JSC Julia Stoschek Collection

Horizontal Vertigo: WangShui

12 Sep - 15 Dec 2019

© WangShui
HORIZONTAL VERTIGO: WANGSHUI
12 September 2019 – 15 December 2019

For their first solo presentation in Europe, WangShui will exhibit three moving-image installations produced between 2016 and 2019 that explore intimate modes of transformation. Restaging architecture, live subjects, and everyday detritus, WangShui’s diaristic works activate the hallucinatory spaces between image and object, body and screen, diaspora and descent.

In the live video installation Gardens of Perfect Exposure (2016–18), a tiered architecture made of bath fixtures serves as a spa-like habitat for dozens of pupating silkworms. Over the course of the exhibition, the silkworms undergo a slow material metamorphosis, feeding, defecating, and spinning silk cocoons (inside which they resurface their bodies). This transformation is captured by three cameras and livestreamed on the gallery walls. The live video feedback loop creates a disorienting shift between the material presence of the work and its mediated image.
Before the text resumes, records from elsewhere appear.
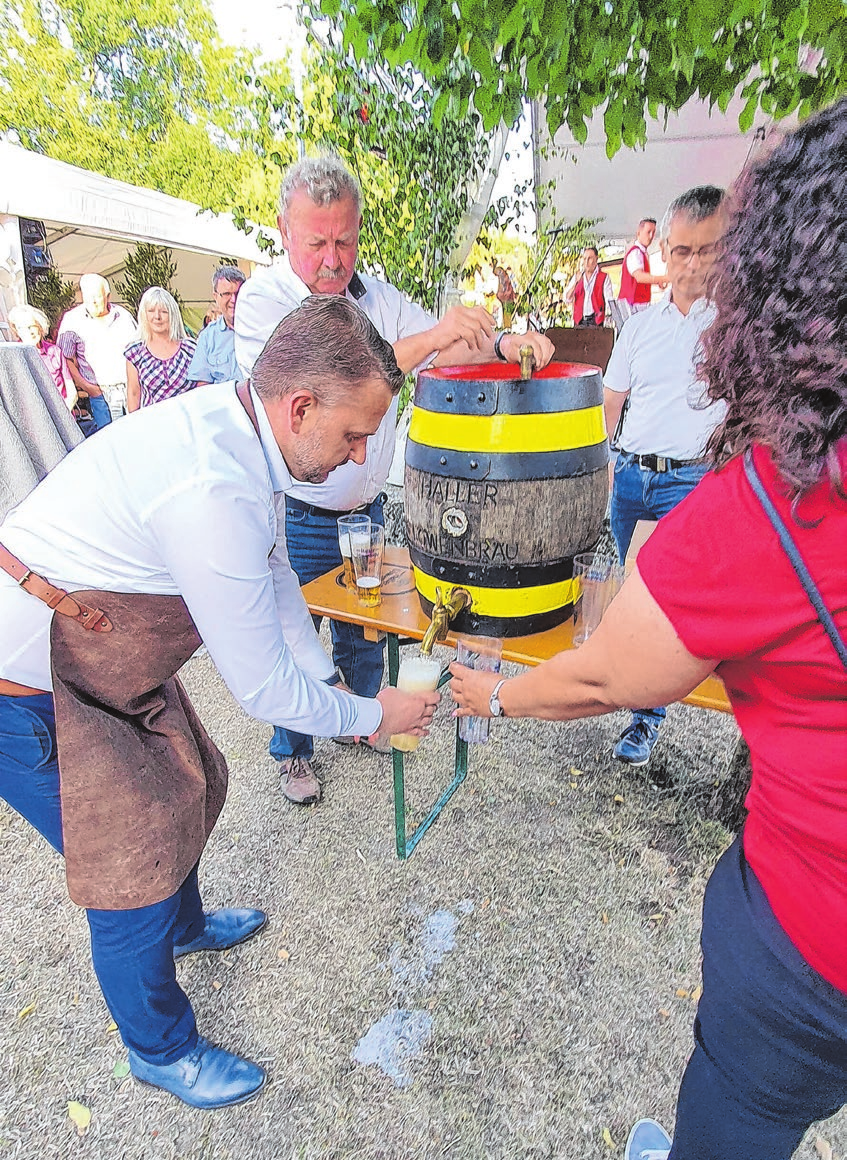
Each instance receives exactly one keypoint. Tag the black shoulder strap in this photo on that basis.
(793, 553)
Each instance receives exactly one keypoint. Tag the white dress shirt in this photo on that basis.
(272, 294)
(654, 359)
(185, 506)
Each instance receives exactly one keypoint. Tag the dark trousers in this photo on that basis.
(638, 493)
(132, 950)
(313, 549)
(771, 1034)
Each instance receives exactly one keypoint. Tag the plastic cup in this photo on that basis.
(350, 526)
(598, 579)
(483, 654)
(418, 674)
(368, 549)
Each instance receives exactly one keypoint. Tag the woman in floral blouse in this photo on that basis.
(157, 365)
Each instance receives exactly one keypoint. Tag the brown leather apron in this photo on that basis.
(142, 782)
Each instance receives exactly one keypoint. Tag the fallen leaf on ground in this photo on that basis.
(80, 1116)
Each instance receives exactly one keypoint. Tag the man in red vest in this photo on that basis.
(589, 290)
(636, 280)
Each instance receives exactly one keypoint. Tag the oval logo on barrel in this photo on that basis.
(455, 522)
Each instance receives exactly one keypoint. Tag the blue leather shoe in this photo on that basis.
(648, 1140)
(208, 1077)
(224, 928)
(636, 742)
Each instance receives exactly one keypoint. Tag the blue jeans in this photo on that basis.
(639, 493)
(313, 549)
(132, 950)
(771, 1034)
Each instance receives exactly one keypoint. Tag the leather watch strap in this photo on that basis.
(57, 599)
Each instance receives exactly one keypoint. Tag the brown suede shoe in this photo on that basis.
(299, 782)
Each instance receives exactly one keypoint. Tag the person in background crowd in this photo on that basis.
(714, 589)
(319, 223)
(505, 294)
(636, 280)
(666, 427)
(31, 327)
(93, 338)
(168, 557)
(589, 290)
(215, 354)
(157, 367)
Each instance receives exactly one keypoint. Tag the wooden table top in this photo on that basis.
(400, 613)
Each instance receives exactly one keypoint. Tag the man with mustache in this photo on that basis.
(319, 222)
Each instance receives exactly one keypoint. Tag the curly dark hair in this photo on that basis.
(777, 349)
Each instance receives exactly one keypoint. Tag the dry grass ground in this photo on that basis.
(548, 928)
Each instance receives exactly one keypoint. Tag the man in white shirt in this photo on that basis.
(93, 336)
(319, 223)
(667, 421)
(181, 517)
(589, 290)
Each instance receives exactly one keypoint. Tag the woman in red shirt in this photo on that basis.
(715, 591)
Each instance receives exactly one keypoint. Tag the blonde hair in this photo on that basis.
(21, 317)
(154, 296)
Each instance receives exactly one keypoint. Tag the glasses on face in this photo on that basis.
(685, 253)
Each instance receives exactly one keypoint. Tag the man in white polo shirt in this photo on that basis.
(319, 222)
(667, 422)
(93, 338)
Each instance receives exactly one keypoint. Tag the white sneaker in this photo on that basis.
(648, 1140)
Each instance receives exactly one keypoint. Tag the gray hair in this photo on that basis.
(154, 296)
(21, 317)
(324, 179)
(93, 282)
(328, 347)
(697, 204)
(227, 274)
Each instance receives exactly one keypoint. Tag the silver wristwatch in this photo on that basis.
(494, 700)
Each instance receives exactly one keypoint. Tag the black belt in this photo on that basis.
(661, 463)
(326, 513)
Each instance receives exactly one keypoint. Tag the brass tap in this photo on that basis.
(527, 361)
(443, 614)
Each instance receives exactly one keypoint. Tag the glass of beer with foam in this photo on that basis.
(418, 674)
(368, 549)
(348, 527)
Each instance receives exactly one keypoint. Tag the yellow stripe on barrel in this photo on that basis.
(502, 602)
(560, 430)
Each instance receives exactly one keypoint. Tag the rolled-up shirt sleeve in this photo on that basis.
(216, 541)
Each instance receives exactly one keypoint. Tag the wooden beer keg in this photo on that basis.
(506, 481)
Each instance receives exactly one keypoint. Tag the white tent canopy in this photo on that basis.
(92, 222)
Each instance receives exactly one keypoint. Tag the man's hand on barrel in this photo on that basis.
(406, 712)
(471, 690)
(471, 325)
(542, 347)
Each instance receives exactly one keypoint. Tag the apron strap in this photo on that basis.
(243, 392)
(57, 599)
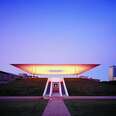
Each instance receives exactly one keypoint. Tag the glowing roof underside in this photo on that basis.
(55, 68)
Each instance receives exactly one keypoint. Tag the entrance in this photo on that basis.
(55, 87)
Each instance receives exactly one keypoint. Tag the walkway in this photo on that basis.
(56, 107)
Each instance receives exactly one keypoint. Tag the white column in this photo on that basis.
(50, 94)
(46, 87)
(60, 89)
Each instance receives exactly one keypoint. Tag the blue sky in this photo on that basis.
(58, 31)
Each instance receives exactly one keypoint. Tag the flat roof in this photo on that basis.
(55, 68)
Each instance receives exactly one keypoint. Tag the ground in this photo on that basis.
(22, 108)
(91, 107)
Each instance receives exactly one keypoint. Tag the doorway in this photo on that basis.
(55, 89)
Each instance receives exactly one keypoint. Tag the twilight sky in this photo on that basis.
(58, 31)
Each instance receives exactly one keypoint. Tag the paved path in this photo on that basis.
(56, 107)
(91, 97)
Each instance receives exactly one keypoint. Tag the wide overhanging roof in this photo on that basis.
(55, 68)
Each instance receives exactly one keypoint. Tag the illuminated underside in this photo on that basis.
(55, 68)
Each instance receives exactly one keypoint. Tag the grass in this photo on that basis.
(22, 108)
(91, 107)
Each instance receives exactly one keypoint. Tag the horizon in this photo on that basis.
(58, 32)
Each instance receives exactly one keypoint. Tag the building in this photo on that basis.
(112, 73)
(55, 85)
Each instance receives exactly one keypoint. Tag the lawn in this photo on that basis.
(22, 108)
(91, 107)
In the film From Its Mouth Came a River of High-End Residential Appliances (2017–19), long establishing drone shots slowly approach gaping holes in skyscrapers along the South China Sea. Called “dragon gates,” they are said to be designed as passages for dragons to fly from the mountains to the sea, sustaining the proper flow of energy between the natural and built environments. Locating these dragon gates as portals for formal and ideological therianthropy (shapeshifting) in the film, the narrator embarks on a sprawling sociopolitical critique of gender, cinema, and Western thought.

The exhibition will also premiere a new three-channel moving-image work commissioned by the JULIA STOSCHEK COLLECTION. Presented as the final installment in this body of work, this piece is both a place of arrival and a site of disappearance, a presence and an absence. Consisting of woven fragments of translucent LED screens used for skyline advertisements, the work is installed in a way that the ideal viewing distance lies inches beyond the gallery walls, situating the onscreen images at the edge of perception. As one approaches, both image and object begin to dematerialize, entrapping the viewer in a state between cathexis and abstraction.

WANGSHUI is part of HORIZONTAL VERTIGO, a year-long program at the JULIA STOSCHEK COLLECTION in Düsseldorf and Berlin, curated by Lisa Long.